Lest PETA become concerned, despite the name and brand imagery the Stone Brewing Company makes it clear on the label that their new Imperial Mutt Brown Ale “does not actually contain any dogs.” The mutt moniker does fit, though, considering the beer is a mash up of two distinctly different styles. It may bear the name of one and not the other, but this brew brings together elements of a classic English brown and a German-style altbier.
Imperial Mutt Brown Ale is the second beer in Stone’s Spotlight Series, a year-long in-house brewing competition pitting teams of two from the brewery’s production crew in a fight for the right to have their recipe brewed and sold nationally. The 2014 winner was Sprocketbier, a black rye kölsch, which seemingly got the series off on the right foot since its purpose is to celebrate the creativity of craft brewing.

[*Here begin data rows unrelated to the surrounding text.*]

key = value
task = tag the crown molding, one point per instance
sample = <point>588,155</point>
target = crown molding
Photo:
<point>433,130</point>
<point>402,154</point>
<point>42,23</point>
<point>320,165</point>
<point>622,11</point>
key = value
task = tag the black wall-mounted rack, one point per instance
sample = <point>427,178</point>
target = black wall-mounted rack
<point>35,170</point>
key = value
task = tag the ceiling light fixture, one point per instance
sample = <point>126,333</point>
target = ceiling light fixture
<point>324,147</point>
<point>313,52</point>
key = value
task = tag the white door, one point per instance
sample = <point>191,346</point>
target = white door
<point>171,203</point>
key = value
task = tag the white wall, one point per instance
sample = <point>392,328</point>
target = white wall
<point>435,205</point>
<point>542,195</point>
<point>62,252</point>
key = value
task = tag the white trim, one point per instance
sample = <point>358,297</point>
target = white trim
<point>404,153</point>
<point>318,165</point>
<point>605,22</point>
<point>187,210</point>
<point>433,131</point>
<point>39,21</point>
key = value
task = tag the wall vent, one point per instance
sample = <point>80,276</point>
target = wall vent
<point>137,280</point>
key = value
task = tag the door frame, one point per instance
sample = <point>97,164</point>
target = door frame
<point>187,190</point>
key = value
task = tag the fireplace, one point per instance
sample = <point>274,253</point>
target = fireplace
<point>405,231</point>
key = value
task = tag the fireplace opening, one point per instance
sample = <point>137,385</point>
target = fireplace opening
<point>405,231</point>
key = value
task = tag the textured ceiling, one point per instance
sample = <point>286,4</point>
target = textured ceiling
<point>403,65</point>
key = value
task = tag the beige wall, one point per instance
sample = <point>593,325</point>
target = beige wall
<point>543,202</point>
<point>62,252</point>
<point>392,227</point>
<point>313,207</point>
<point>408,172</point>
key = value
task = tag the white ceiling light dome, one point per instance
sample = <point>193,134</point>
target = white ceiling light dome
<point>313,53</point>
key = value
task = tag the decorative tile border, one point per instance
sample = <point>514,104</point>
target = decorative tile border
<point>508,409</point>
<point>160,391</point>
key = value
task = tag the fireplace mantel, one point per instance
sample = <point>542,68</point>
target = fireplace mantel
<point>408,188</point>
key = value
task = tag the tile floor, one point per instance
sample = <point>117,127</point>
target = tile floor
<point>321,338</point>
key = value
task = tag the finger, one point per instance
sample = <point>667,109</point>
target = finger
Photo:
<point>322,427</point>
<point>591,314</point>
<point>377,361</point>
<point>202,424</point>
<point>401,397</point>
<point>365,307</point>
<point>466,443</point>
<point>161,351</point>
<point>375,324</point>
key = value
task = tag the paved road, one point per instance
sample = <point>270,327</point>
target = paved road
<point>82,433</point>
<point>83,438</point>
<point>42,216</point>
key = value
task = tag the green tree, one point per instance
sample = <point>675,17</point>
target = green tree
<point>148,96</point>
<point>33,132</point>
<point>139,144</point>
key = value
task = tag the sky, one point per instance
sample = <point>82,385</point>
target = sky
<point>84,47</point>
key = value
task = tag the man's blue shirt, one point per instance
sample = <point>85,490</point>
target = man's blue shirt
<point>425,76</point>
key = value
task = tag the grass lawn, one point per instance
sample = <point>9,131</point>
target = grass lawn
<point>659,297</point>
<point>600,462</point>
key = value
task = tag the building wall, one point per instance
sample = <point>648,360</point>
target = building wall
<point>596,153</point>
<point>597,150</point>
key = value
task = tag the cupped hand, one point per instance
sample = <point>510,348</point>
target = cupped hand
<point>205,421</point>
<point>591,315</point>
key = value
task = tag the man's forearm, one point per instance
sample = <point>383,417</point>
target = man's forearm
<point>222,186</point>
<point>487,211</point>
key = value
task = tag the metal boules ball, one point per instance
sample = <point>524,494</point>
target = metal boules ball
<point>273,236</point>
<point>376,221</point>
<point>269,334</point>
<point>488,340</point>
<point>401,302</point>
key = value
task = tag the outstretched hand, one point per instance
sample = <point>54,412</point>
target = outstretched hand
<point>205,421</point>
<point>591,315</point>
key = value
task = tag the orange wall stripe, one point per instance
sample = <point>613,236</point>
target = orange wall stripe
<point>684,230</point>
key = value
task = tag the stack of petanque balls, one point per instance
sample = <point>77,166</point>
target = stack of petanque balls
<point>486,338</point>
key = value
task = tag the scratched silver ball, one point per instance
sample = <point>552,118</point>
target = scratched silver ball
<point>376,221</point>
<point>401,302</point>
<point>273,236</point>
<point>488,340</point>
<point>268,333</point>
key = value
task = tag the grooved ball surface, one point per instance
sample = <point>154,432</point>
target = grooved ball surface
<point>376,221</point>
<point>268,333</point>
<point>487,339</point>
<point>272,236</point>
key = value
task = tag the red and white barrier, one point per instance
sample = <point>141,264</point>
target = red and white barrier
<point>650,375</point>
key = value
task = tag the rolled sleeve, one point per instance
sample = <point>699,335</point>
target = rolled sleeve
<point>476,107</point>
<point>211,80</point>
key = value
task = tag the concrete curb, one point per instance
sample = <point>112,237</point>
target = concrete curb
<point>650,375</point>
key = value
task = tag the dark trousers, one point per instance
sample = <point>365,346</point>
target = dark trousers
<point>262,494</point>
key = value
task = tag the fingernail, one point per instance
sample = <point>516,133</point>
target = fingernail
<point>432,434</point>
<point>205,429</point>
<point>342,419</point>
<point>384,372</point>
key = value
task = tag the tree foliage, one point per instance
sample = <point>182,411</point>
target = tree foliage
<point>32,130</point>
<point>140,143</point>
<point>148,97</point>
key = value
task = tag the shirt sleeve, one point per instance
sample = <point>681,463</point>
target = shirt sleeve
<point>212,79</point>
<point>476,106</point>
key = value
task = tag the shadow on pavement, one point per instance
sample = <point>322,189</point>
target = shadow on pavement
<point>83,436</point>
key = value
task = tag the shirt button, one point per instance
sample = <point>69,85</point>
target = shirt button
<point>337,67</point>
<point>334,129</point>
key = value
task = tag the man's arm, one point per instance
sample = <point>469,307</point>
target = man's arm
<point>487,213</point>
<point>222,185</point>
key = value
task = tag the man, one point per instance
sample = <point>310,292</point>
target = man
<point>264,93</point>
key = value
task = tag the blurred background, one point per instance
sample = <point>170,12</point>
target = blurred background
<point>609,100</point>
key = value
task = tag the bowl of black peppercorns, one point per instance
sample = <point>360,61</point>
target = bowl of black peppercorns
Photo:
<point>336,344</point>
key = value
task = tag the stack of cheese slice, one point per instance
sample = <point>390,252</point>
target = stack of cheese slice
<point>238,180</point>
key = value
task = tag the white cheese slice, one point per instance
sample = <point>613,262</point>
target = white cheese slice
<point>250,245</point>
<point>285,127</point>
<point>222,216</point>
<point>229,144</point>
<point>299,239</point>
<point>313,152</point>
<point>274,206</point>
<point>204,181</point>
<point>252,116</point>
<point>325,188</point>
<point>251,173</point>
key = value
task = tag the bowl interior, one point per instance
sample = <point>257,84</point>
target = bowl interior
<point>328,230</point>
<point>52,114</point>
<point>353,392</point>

As for the 2015 entry in the series, the recipe was concocted by brewing supervisor Drew Neldon and brewer Steve Via. They combine primarily German malt varieties with an English ale yeast and turbinado sugar to create what they refer to as a “hefty brown ale,” a style Via says he’s never really liked—until now, of course.
True to it’s name, Mutt Brown is a dark brown ale with aromas of bready malt, earthy undertones and a nutty character. These last two bits reminded me a lot of the aromas found in a traditional English nut brown ale, while the breadiness is a typical component of the aforementioned German albier.
In terms of flavor, an element of high cacao dark chocolate gets added to the mix, as does a hint of raw coffee grounds. However, despite the sugar addition, I don’t really get a lot of sweetness in this beer. That’s not a bad thing, mind you, especially if you enjoy a dry, bitter beer with plenty of malt complexity. All I’m saying is, at least to my taste, this wouldn’t be a beer I’d drink this beer if you’re looking to satisfy a sweet tooth.
Back to that whole “hefty” thing, there’s no denying this Mutt is a bit more burly than your typical brown ale. It’s got a medium-full body, a chewy palate and a fair amount of carbonation. I don’t know that I’d go so far as to call it smooth, but it is easy to drink and there’s virtually no hint of the 9-percent ABV other than a subtle warmth that sneaks into the aftertaste.